FOUR: The Hidden Inequities and Divisions among Workers in the US: The Domestic Workers’ Workforce as Non-Essential Workers

The COVID- 19 pandemic has laid bare the many ways in which domestic workers (housecleaners, nannies, and caregivers) remain undervalued, unprotected, and invisible across US cities. Over 2.2 million domestic workers in the US – 91.5 percent of whom are women – today face profound challenges and risks. As their employers take safety measures to practice social distancing, the so- called ‘low- touch’ economy has become widespread, and in April 2020 left 68 percent of domestic workers surveyed with no jobs according to the National Domestic Workers Alliance (NDWA) national survey (NDWA, 2020a).

At the same time, the vast majority of domestic workers are excluded from the protections of key federal labor laws and standards, including the right to minimum wage and those protections guaranteed under the Occupational Safety and Health Act (OSHA) and the Family Medical Leave Act. Currently, only ten US states and the city of Seattle have passed the Bill of Rights for Domestic Workers and yet, they lack Personal Protective Equipment (PPE) and are at the good disposition of employers who choose to pay them while they are not working. All these aspects combined constitute strong limitations for improving domestic workers’ working conditions.

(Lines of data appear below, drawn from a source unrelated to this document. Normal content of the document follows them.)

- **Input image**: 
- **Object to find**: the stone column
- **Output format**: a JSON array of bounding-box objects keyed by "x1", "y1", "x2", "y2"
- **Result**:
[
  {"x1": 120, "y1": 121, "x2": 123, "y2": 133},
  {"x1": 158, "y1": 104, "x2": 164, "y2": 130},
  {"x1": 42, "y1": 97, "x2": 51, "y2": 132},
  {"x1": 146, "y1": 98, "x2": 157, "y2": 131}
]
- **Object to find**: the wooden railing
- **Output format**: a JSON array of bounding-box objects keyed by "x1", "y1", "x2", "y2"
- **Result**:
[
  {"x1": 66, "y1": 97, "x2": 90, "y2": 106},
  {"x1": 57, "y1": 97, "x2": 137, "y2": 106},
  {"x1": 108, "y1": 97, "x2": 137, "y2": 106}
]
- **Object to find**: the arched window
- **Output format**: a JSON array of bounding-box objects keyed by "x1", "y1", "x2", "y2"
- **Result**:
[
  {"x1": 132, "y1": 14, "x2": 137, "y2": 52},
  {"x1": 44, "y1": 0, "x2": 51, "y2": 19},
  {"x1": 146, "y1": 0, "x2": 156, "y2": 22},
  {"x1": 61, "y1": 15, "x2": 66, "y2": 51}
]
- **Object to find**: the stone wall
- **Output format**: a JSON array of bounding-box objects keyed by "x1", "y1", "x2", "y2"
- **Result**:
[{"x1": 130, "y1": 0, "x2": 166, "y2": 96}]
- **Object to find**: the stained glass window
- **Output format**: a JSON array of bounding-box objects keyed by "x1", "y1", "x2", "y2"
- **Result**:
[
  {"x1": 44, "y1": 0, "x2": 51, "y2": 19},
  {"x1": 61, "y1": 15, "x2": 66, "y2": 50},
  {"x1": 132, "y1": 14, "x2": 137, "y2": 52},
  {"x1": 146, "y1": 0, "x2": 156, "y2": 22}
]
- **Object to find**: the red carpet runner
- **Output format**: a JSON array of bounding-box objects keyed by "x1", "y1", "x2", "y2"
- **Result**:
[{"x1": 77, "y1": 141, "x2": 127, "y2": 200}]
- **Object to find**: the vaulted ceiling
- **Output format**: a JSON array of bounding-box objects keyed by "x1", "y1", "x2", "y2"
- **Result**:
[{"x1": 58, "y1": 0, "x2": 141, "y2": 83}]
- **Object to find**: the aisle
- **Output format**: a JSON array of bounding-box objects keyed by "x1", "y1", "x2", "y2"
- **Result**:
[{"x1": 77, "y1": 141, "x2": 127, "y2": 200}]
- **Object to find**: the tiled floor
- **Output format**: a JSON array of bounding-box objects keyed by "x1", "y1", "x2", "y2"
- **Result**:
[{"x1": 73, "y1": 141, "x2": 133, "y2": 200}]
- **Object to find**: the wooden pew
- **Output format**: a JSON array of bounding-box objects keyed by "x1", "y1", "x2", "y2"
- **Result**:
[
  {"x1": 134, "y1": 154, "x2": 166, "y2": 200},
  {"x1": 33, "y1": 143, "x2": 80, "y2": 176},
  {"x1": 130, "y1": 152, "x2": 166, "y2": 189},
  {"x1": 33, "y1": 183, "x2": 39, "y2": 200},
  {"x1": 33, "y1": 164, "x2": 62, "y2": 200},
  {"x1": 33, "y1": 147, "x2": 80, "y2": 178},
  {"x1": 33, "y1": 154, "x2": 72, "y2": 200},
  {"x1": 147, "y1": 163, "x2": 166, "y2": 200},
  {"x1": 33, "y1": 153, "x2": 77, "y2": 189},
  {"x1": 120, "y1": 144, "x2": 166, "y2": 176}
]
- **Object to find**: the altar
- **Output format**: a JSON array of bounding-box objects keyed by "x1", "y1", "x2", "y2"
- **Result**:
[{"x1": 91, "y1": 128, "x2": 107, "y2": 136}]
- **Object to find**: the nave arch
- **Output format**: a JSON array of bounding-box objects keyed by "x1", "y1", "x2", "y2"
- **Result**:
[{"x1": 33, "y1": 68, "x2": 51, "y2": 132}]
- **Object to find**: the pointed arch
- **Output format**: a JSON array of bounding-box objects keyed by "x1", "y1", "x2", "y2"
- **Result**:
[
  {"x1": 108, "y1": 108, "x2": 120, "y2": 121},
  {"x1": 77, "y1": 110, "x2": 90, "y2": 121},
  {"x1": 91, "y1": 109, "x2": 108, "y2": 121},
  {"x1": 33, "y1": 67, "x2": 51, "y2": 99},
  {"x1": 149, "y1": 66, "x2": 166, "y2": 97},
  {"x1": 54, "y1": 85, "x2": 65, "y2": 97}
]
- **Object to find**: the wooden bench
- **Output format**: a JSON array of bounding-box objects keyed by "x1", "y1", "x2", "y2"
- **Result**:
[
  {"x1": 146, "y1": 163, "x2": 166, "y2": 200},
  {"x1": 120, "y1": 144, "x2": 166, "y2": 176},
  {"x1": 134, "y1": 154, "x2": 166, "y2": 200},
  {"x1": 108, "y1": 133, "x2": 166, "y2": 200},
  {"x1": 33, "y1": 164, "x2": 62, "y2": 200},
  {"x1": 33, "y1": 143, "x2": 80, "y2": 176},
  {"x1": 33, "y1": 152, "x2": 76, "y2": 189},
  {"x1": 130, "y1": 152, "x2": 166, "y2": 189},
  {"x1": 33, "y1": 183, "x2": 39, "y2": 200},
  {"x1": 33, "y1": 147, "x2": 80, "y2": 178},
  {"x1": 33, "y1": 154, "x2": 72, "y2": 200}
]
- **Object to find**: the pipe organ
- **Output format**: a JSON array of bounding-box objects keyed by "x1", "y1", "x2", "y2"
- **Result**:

This chapter aims to provide an overview of the demographics, wages, benefits, and poverty living conditions of the domestic workers who, despite being on the frontlines of the pandemic, caring for the sick, and keeping homes clean, are yet not publicly recognized as essential workers. In addition, this work highlights the complex relationship between employer- employee and some of the incredible work that non- for- profit organizations across US cities have undertaken in order to improve domestic employees’ working conditions and advocate for better workers’ rights.